Day 214: Today's Pick — A Cassio Wooden Gnocchi Board
A grooved beechwood paddle from a third-generation Italian wood shop that turns Sunday-night pasta into a small project.
Today's thing — A Cassio Wooden Gnocchi Board
The good stuff
- ✓Single-task tool that absolutely justifies itself.
- ✓Beech is durable; will outlast you with light care.
- ✓Doubles as a garganelli or cavatelli board with a different roll.
The shrug
- !Genuinely uni-tasker; if you have a small kitchen, decide carefully.
- !Costs more than your first kitchen knife. Maybe.
A gnocchi board is, in some sense, the last kitchen tool you should buy.
You have, presumably, a chef's knife. A pot. A pan. A wooden spoon. A spatula. A microplane. Maybe a stand mixer if you bake. Possibly a food processor. By the time you reach the conclusion that what your kitchen needs is a grooved wooden paddle the size of a paperback book whose only purpose is to texture pieces of soft pasta dough — well, you have either become a person who cares deeply about pasta, or you should, immediately, become one.
I am here to gently push you in the second direction.
The board I want to recommend is from Cassio, an Italian woodworking shop in the Marche region that has been making cucina utensils — pasta boards, mattarelli (rolling pins), gramolini (cavatelli boards), and the gnocchi paddle in question — for three generations. Their boards are made from a single piece of beechwood, hand-grooved on one side, smooth on the other, finished with food-safe oil.

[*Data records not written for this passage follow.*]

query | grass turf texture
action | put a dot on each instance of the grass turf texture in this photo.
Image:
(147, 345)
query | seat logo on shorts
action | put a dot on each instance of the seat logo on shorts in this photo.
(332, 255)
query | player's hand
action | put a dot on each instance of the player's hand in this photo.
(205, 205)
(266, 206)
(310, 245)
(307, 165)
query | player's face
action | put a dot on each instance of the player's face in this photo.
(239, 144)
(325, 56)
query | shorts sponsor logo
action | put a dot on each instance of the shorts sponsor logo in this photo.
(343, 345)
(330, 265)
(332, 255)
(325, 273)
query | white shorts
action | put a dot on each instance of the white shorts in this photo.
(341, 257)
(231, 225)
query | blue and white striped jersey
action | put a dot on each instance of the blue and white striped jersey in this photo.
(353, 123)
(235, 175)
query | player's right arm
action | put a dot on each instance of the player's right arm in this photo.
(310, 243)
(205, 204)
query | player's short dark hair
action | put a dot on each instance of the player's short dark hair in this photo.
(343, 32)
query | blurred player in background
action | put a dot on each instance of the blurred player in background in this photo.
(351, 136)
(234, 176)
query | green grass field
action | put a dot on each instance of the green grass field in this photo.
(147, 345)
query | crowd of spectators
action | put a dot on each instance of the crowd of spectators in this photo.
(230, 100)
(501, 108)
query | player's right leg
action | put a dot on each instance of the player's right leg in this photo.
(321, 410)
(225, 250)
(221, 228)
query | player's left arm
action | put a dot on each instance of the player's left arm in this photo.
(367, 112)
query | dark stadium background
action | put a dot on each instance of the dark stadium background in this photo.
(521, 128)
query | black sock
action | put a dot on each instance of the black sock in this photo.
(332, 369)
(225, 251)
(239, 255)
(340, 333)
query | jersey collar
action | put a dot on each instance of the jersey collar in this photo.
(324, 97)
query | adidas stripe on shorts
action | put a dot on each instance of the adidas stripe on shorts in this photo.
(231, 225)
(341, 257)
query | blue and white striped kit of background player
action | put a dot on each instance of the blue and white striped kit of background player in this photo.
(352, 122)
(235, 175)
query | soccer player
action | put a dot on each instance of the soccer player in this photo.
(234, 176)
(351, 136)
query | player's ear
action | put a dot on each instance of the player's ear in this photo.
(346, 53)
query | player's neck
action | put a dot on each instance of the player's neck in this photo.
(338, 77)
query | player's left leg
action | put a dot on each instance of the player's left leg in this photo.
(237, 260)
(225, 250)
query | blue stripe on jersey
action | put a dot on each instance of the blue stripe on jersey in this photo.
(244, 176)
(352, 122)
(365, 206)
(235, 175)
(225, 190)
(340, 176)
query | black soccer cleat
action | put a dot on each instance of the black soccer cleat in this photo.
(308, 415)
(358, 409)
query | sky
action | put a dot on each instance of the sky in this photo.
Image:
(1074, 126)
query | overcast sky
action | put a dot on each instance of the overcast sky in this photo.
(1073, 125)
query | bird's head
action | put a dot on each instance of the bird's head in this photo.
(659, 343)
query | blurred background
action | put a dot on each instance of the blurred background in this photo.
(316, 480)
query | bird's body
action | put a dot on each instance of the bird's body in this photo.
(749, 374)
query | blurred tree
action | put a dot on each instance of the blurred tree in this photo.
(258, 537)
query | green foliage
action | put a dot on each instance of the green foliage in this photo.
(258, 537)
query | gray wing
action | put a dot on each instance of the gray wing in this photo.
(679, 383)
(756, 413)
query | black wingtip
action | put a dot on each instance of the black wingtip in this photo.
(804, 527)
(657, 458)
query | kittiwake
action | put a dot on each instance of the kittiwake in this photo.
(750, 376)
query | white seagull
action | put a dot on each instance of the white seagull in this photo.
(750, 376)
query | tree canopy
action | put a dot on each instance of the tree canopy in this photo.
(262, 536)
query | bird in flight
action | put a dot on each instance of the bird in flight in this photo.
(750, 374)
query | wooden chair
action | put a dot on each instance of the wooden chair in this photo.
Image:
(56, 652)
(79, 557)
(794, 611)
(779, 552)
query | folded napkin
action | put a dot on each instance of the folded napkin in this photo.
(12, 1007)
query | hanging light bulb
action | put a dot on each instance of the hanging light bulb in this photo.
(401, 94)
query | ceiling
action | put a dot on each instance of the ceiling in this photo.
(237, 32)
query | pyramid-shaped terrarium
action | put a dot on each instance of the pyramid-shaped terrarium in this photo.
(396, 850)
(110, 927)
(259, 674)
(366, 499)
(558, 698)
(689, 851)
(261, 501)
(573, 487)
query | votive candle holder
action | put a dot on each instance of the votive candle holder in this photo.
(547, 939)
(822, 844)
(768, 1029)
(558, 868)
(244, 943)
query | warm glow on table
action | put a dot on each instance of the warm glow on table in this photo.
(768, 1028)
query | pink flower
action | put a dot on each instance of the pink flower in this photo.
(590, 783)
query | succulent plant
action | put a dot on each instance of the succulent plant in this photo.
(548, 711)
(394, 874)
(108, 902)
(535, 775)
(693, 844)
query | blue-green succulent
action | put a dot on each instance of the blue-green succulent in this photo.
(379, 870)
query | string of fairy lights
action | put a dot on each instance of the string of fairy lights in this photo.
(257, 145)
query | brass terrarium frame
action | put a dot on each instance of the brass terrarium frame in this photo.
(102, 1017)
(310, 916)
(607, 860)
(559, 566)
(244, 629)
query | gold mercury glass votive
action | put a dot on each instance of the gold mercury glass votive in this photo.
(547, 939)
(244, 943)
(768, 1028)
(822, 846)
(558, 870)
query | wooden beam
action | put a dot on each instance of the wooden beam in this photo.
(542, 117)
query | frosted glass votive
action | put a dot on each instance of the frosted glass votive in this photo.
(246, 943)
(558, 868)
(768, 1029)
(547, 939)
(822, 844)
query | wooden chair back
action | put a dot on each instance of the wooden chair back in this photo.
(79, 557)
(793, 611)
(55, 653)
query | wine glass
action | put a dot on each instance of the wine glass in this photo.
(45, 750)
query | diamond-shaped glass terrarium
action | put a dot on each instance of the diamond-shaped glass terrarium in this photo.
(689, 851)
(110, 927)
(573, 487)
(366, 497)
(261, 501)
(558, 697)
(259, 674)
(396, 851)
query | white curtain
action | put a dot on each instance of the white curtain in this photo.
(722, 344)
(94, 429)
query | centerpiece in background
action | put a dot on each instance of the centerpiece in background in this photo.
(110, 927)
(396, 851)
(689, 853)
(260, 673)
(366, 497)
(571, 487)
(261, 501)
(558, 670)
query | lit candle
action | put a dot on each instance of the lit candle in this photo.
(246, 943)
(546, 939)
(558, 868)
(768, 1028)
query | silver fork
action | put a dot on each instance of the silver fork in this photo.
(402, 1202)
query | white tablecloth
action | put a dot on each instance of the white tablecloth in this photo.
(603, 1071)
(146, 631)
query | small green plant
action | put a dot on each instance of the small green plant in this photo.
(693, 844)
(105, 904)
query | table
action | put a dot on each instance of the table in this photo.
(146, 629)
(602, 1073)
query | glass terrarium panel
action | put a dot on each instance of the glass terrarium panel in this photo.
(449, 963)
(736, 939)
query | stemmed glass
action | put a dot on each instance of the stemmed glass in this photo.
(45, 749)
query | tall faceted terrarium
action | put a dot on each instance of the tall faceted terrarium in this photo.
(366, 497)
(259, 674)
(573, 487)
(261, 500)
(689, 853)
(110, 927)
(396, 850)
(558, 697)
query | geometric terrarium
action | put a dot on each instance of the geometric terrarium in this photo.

The Cassio gnocchi board is about 11 inches long by 4 inches wide, with grooves cut at a precise angle and depth that produce, when you roll a piece of soft potato gnocchi dough across them, the small ridged peaks that catch sauce.
This is the entire point of the gnocchi board: catching sauce.
A standard, smooth, machine-extruded gnocchi has the surface of a smooth pebble. Sauce slides off. The eating experience is bland — your mouth gets pasta, then sauce, then pasta. A hand-rolled gnocchi from a board has small grooves on its surface that catch the sauce, hold a small reservoir of butter or tomato or pesto, and deliver pasta-and-sauce-together in every bite. The improvement is not subtle. The improvement is the thing that distinguishes Italian-restaurant gnocchi from grocery-store gnocchi. The board is the thing.
A short overview of the actual technique, since I owe one.
You make gnocchi dough — boiled and riced potato, flour, egg yolk, salt, light kneading until just smooth. You roll the dough into long ropes, about thumb-thick. You cut the ropes into half-inch pillows. Then, one pillow at a time: place the gnocchi on the upper edge of the grooved board, place a fingertip on the gnocchi, and roll it down the board with steady firm pressure. The dough catches on the grooves and, in a single fluid motion, the gnocchi rolls into a small ridged cylinder, with a soft thumbprint indent on one side from your finger. It looks, after a few practice rolls, like a small ridged seashell.
It takes about 25 minutes to roll a pound of gnocchi this way, which feeds four people generously, and there is no other practical method that produces the same texture. A fork-tine technique is a workable approximation but the grooves are coarser. A smooth gnocchi is, as I have said, sauce-resistant. The grooved board is the move.
A few practical notes. Cassio is not the only good board on the market — the Italian gnocchi-board scene includes Eppicotispai, Fante's Kitchen Shop's house brand, and a small handful of artisanal boards on Etsy that are quite lovely. Pricing across all of these falls in the $20–$45 range. Avoid plastic gnocchi boards; the grooves are too shallow, the gnocchi sticks, and the texture comes out flattened.
Care: dust the board with semolina (not all-purpose flour) before each use; semolina is coarser, doesn't gum up, and falls cleanly off the board into the trash after. Wipe the board clean after use with a slightly damp cloth, then dry. Do not put a wooden gnocchi board in the dishwasher (obvious, but stated for the record). Once a year, a light rub of food-grade mineral oil on the smooth side keeps the wood from cracking.
A note on the rest of the family. The same Italian woodworking shops generally produce a cavatelli board (smaller grooves, used for cavatelli pasta), a garganelli dowel (a thin wooden cylinder you press a square of pasta around to form a quill), and a malloreddus board (used for the Sardinian shell pasta). If you fall in love with the gnocchi technique, the same skills extend across most hand-shaped Italian pastas, and the boards are similarly inexpensive. A small drawer of pasta-shaping tools, in this house, has produced more guest-impressing dinners than any other purchase I've made.
This has been Day 214. The pick is wood with grooves. Make gnocchi.
Reader reactions
(3)My nonna's board is 60 years old. Mine will probably outlive me. Worth every penny.
The board is a teaching tool too. My five-year-old now makes gnocchi shapes correctly. Bonkers.
Tip: dust the board with semolina, NOT flour. Gnocchi will release. Flour will glue.